Antipater I the Idumaean (113 or 114 BCE – 43 BCE) was the founder of the Herodian Dynasty and father of Herod the Great. According to Josephus, he was the son of Antipas and had formerly held that name.
A native of Idumaea, a region southeast of Judah in which the Edomites settled during the classical period, Antipater became a powerful official under the later Hasmonean kings and subsequently became a client of the Roman general Pompey the Great when Pompey conquered Judah in the name of Roman Republic.
When Julius Caesar defeated Pompey, Antipater rescued Caesar in Alexandria, and was made chief minister of Judea, as Judah became known to the Romans, with the right to collect taxes. It was Antipater's role as head of a detachment of Jewish soldiers in the relief army of Mithridates II of Pergamum, which lifted the siege of Alexandria in 47 BCE, that Antipater earned his advancements from Caesar, and eventually made his sons Phasaelus and Herod the governors of Jerusalem and Galilee, respectively. After the assassination of Caesar, Antipater was forced to side with Gaius Cassius Longinus against Mark Antony. The pro-Roman politics of Antipater led to his increasing unpopularity among the devout, non-Hellenised Jews. He died by poison.
The diplomacy and artful politics of Antipater, as well as his insinuation into the Hasmonean court, paved the way for the rise of his son Herod the Great, who used this position to marry the Hasmonean princess Mariamne, endear himself to Rome and become king of Judea under Roman influence.

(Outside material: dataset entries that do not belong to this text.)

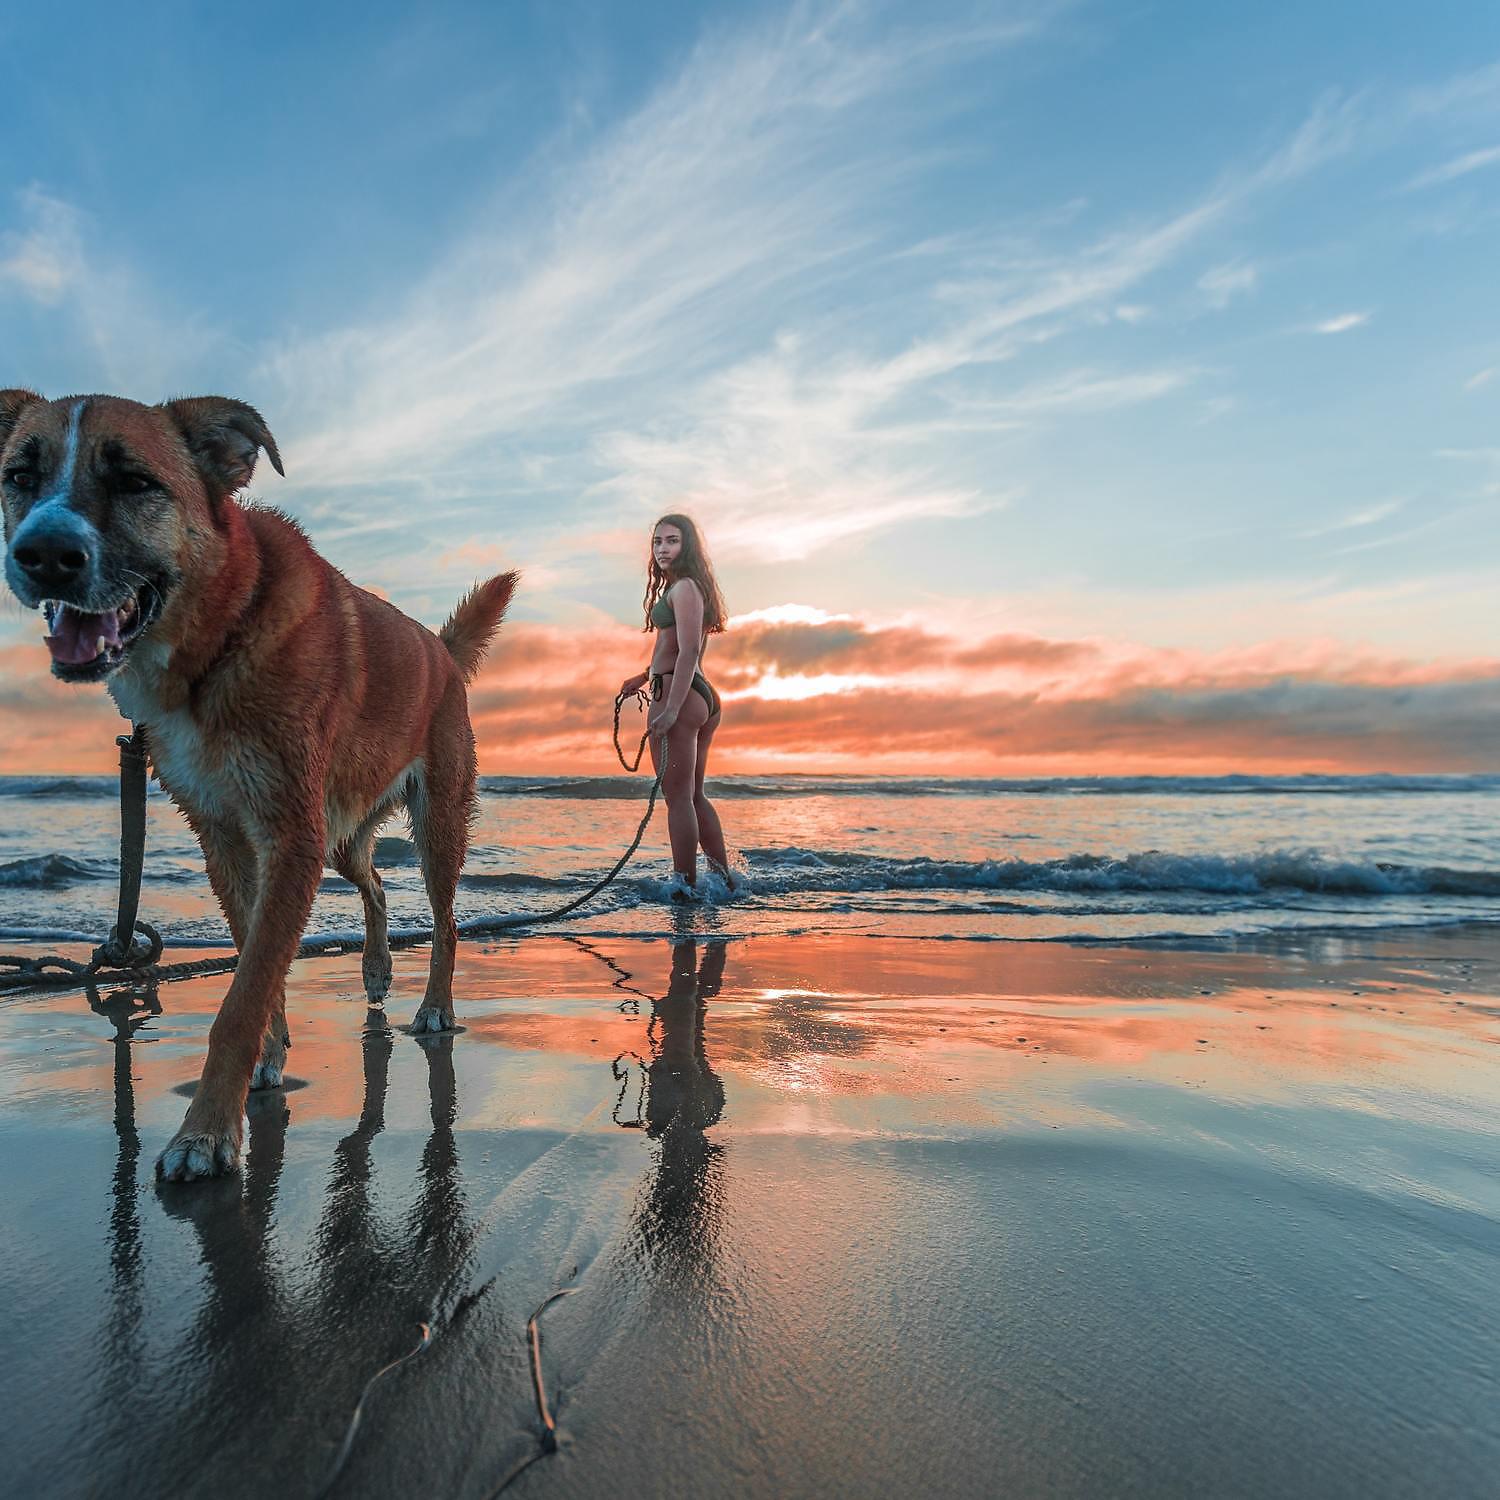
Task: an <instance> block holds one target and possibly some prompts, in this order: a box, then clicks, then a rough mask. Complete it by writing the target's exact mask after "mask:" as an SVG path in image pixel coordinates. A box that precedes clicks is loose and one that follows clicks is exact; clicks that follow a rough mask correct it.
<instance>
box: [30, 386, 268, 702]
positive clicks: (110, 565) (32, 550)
mask: <svg viewBox="0 0 1500 1500" xmlns="http://www.w3.org/2000/svg"><path fill="white" fill-rule="evenodd" d="M261 449H264V450H266V453H267V456H269V458H270V460H272V463H273V465H275V466H276V472H278V474H281V472H282V465H281V455H279V453H278V452H276V441H275V440H273V438H272V435H270V432H269V431H267V428H266V423H264V422H263V420H261V416H260V413H258V411H255V408H254V407H248V405H246V404H245V402H243V401H231V399H229V398H228V396H192V398H187V399H184V401H169V402H165V404H162V405H160V407H142V405H139V404H138V402H133V401H126V399H123V398H120V396H69V398H66V399H63V401H43V399H42V398H40V396H36V395H33V393H31V392H28V390H6V392H0V507H3V511H5V537H6V556H5V576H6V582H7V583H9V585H10V589H12V591H13V592H15V595H17V597H18V598H20V600H21V603H23V604H27V606H30V607H33V609H40V610H42V612H43V613H45V615H46V622H48V628H49V631H51V633H49V634H48V640H46V643H48V646H49V649H51V652H52V675H54V676H60V678H62V679H63V681H66V682H98V681H102V679H104V678H107V676H110V673H111V672H114V670H117V669H118V667H120V666H121V664H123V663H124V660H126V657H127V654H129V652H130V649H132V646H133V645H135V643H136V642H138V640H141V639H142V637H144V636H147V634H148V633H150V630H151V627H153V625H154V624H156V622H157V621H159V619H160V618H162V615H163V613H166V612H168V609H169V607H171V603H172V598H174V595H175V594H177V591H178V588H180V586H181V583H183V579H184V577H187V576H189V574H190V573H192V571H193V567H195V562H196V561H198V559H199V558H201V556H202V555H204V550H205V547H207V546H208V543H210V540H211V538H213V537H214V535H216V532H217V531H219V529H220V526H222V519H223V507H225V505H226V504H228V501H229V496H231V495H233V493H234V492H236V490H239V489H242V487H243V486H245V484H248V483H249V478H251V474H254V472H255V460H257V458H258V456H260V450H261Z"/></svg>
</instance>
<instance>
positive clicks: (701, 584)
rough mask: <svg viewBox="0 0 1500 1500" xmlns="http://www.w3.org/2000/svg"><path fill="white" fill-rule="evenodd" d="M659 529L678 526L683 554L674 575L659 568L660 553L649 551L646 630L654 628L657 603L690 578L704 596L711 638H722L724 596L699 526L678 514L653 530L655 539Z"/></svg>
mask: <svg viewBox="0 0 1500 1500" xmlns="http://www.w3.org/2000/svg"><path fill="white" fill-rule="evenodd" d="M657 526H676V529H678V531H681V532H682V550H681V552H678V555H676V564H675V567H673V568H672V571H670V573H663V571H661V568H658V567H657V564H655V550H654V549H652V547H649V546H648V547H646V597H645V600H643V603H645V612H646V622H645V630H651V628H652V627H651V607H652V606H654V604H655V603H657V600H658V598H661V595H663V594H666V591H667V589H669V588H670V586H672V585H673V583H676V582H678V580H679V579H684V577H690V579H691V580H693V582H694V583H696V585H697V588H699V591H700V592H702V595H703V630H705V633H706V634H711V636H714V634H718V633H720V631H721V630H723V628H724V618H726V616H727V610H726V609H724V595H723V594H720V592H718V579H715V577H714V564H712V562H709V561H708V549H706V547H705V546H703V537H702V534H700V532H699V529H697V526H694V525H693V517H691V516H681V514H676V513H675V511H673V513H672V514H669V516H663V517H661V519H660V520H658V522H657V523H655V526H652V528H651V535H652V537H654V535H655V532H657Z"/></svg>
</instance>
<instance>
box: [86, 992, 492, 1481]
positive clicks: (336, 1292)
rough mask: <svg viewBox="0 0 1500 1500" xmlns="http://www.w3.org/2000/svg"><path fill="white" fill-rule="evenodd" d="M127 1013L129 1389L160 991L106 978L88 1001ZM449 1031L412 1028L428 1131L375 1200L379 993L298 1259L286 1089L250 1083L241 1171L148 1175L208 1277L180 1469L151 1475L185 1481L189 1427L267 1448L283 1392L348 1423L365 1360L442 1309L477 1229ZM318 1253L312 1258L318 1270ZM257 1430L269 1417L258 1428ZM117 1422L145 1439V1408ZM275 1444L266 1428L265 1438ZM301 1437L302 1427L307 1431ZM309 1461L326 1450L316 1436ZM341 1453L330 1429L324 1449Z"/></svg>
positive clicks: (170, 1467)
mask: <svg viewBox="0 0 1500 1500" xmlns="http://www.w3.org/2000/svg"><path fill="white" fill-rule="evenodd" d="M96 1010H99V1011H101V1013H102V1014H107V1016H108V1017H110V1019H111V1020H113V1022H114V1023H115V1028H117V1034H115V1049H117V1053H115V1056H117V1065H115V1134H117V1142H118V1157H117V1166H115V1172H114V1208H113V1214H111V1253H110V1259H111V1266H113V1268H114V1271H115V1283H114V1287H113V1292H111V1298H110V1302H108V1308H110V1314H108V1317H110V1328H108V1332H107V1352H108V1355H107V1358H108V1361H110V1365H111V1385H113V1386H114V1388H115V1389H120V1391H127V1389H132V1382H133V1380H135V1379H136V1377H138V1376H139V1371H141V1350H142V1347H144V1338H145V1331H144V1329H142V1310H144V1295H142V1253H141V1235H139V1226H141V1214H139V1194H141V1191H142V1184H141V1181H139V1172H138V1158H139V1139H138V1136H136V1131H135V1124H133V1118H135V1104H133V1085H132V1077H130V1059H129V1038H130V1034H132V1032H133V1031H135V1029H136V1028H139V1025H141V1023H142V1022H144V1020H147V1019H148V1017H150V1016H153V1014H159V1013H160V1005H159V1002H156V999H154V996H150V998H148V999H147V1001H145V1002H144V1004H142V1002H141V1001H139V998H129V999H126V998H121V996H111V1001H110V1002H105V1004H102V1005H99V1007H96ZM453 1040H455V1038H453V1037H434V1038H431V1040H423V1041H422V1043H420V1046H422V1049H423V1052H425V1055H426V1064H428V1088H429V1100H431V1112H432V1131H431V1134H429V1137H428V1140H426V1143H425V1146H423V1151H422V1160H420V1164H419V1169H417V1179H416V1193H414V1196H413V1199H411V1203H410V1206H408V1208H407V1209H405V1212H404V1214H402V1215H401V1217H399V1218H392V1217H389V1215H386V1214H381V1212H378V1211H377V1208H375V1205H374V1203H372V1194H371V1182H372V1143H374V1142H375V1139H377V1137H378V1136H380V1134H381V1131H383V1130H384V1124H386V1094H387V1080H389V1067H390V1058H392V1049H393V1037H392V1031H390V1026H389V1025H387V1023H386V1016H384V1013H383V1011H380V1010H372V1011H371V1013H369V1017H368V1023H366V1031H365V1037H363V1044H362V1053H363V1074H365V1095H363V1106H362V1109H360V1115H359V1119H357V1121H356V1124H354V1128H353V1130H351V1131H350V1133H348V1134H347V1136H345V1137H344V1139H342V1140H341V1142H339V1143H338V1145H336V1146H335V1151H333V1161H332V1167H330V1170H329V1178H327V1184H326V1188H324V1191H323V1194H321V1208H320V1214H318V1218H317V1223H315V1226H314V1227H312V1230H311V1235H309V1242H311V1248H312V1254H311V1257H309V1260H306V1262H303V1260H302V1257H297V1259H299V1262H300V1263H299V1265H297V1266H296V1268H290V1266H288V1265H287V1263H285V1262H287V1256H285V1245H278V1242H276V1205H278V1193H279V1185H281V1179H282V1169H284V1163H285V1155H287V1128H288V1122H290V1121H291V1115H293V1107H291V1104H290V1103H288V1098H287V1095H285V1094H284V1092H282V1091H281V1089H276V1091H267V1092H261V1094H252V1095H251V1097H249V1101H248V1116H249V1131H248V1149H246V1154H245V1167H243V1175H242V1178H240V1179H226V1181H222V1182H211V1184H195V1185H190V1187H180V1185H171V1184H162V1185H156V1187H154V1188H145V1190H144V1191H147V1193H154V1194H156V1197H157V1199H159V1202H160V1206H162V1209H163V1212H165V1214H166V1217H168V1218H169V1220H172V1221H177V1223H180V1224H184V1226H187V1227H189V1229H190V1232H192V1235H193V1238H195V1241H196V1245H198V1254H199V1262H201V1265H202V1268H204V1272H205V1284H204V1289H202V1295H201V1298H199V1299H198V1302H196V1308H195V1313H193V1317H192V1323H190V1326H189V1328H187V1329H186V1331H184V1334H183V1337H181V1344H180V1349H178V1352H177V1359H178V1361H181V1362H183V1364H184V1365H186V1367H187V1368H189V1370H190V1371H192V1379H190V1380H187V1382H184V1383H183V1389H181V1392H180V1400H178V1406H177V1407H175V1410H174V1412H172V1430H174V1440H175V1442H180V1445H181V1452H183V1458H181V1460H180V1461H181V1463H183V1464H184V1466H189V1467H184V1470H183V1473H181V1475H178V1476H175V1478H177V1479H180V1481H181V1484H183V1485H184V1487H186V1488H184V1490H181V1491H178V1490H177V1485H175V1482H172V1470H171V1460H169V1458H168V1469H166V1478H165V1481H163V1485H162V1487H159V1488H157V1493H186V1490H187V1488H192V1485H190V1484H189V1481H192V1479H193V1475H192V1472H190V1464H192V1458H190V1457H189V1455H192V1452H193V1446H195V1439H196V1442H199V1443H201V1442H207V1443H211V1445H213V1446H214V1449H216V1451H223V1449H234V1448H243V1449H245V1452H246V1458H257V1460H258V1461H264V1457H266V1443H264V1442H261V1440H260V1439H258V1437H257V1434H255V1425H257V1422H272V1421H278V1419H285V1418H287V1416H288V1415H290V1410H291V1409H296V1412H297V1416H299V1418H300V1419H302V1421H303V1422H305V1424H306V1430H308V1431H309V1433H320V1431H321V1434H323V1436H324V1439H327V1437H329V1436H330V1434H333V1433H338V1431H339V1430H341V1424H342V1422H344V1421H347V1419H348V1415H350V1412H351V1410H353V1407H354V1401H356V1398H357V1395H359V1392H360V1388H362V1386H363V1383H365V1380H366V1379H368V1377H369V1374H371V1373H372V1371H374V1370H377V1368H378V1367H381V1365H384V1364H386V1362H387V1361H390V1359H392V1358H393V1355H396V1353H401V1352H404V1350H407V1349H410V1347H411V1346H413V1343H414V1340H416V1335H417V1329H419V1326H420V1323H422V1322H423V1320H426V1319H432V1317H434V1310H435V1308H437V1310H441V1308H443V1307H444V1305H446V1302H447V1299H449V1295H450V1292H452V1289H453V1284H455V1281H456V1278H458V1274H459V1272H460V1269H462V1266H463V1263H465V1259H466V1256H468V1251H469V1247H471V1244H472V1236H474V1229H475V1220H474V1215H472V1214H471V1211H469V1205H468V1202H466V1196H465V1191H463V1182H462V1170H460V1155H459V1149H458V1142H456V1136H455V1130H453V1125H455V1121H456V1118H458V1109H459V1106H458V1088H456V1077H455V1070H453ZM309 1269H311V1274H309ZM263 1436H264V1434H263ZM121 1437H123V1439H124V1440H126V1442H129V1440H130V1439H132V1437H133V1440H135V1442H139V1440H141V1418H139V1413H135V1415H133V1416H132V1419H130V1424H129V1427H127V1428H123V1430H121ZM273 1446H275V1445H273ZM306 1446H308V1445H305V1448H306ZM312 1452H314V1455H315V1461H318V1463H324V1464H326V1463H327V1458H326V1457H324V1455H323V1452H320V1449H318V1445H312ZM326 1452H327V1454H332V1446H329V1448H327V1449H326Z"/></svg>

Though historians understand that Antipater's family converted to Judaism in the second century BCE, different stories had circulated in the wake of his sons coming to power. They demonstrate the tensions that existed between the Jewish people and the powerful Edomites who appear at this time. Nicolaus of Damascus, the court historian for Herod, wrote that Herod's ancestors were among the historical elite in Jerusalem who had been taken by King Nebuchadnezzar into Babylonian captivity in the sixth century BCE.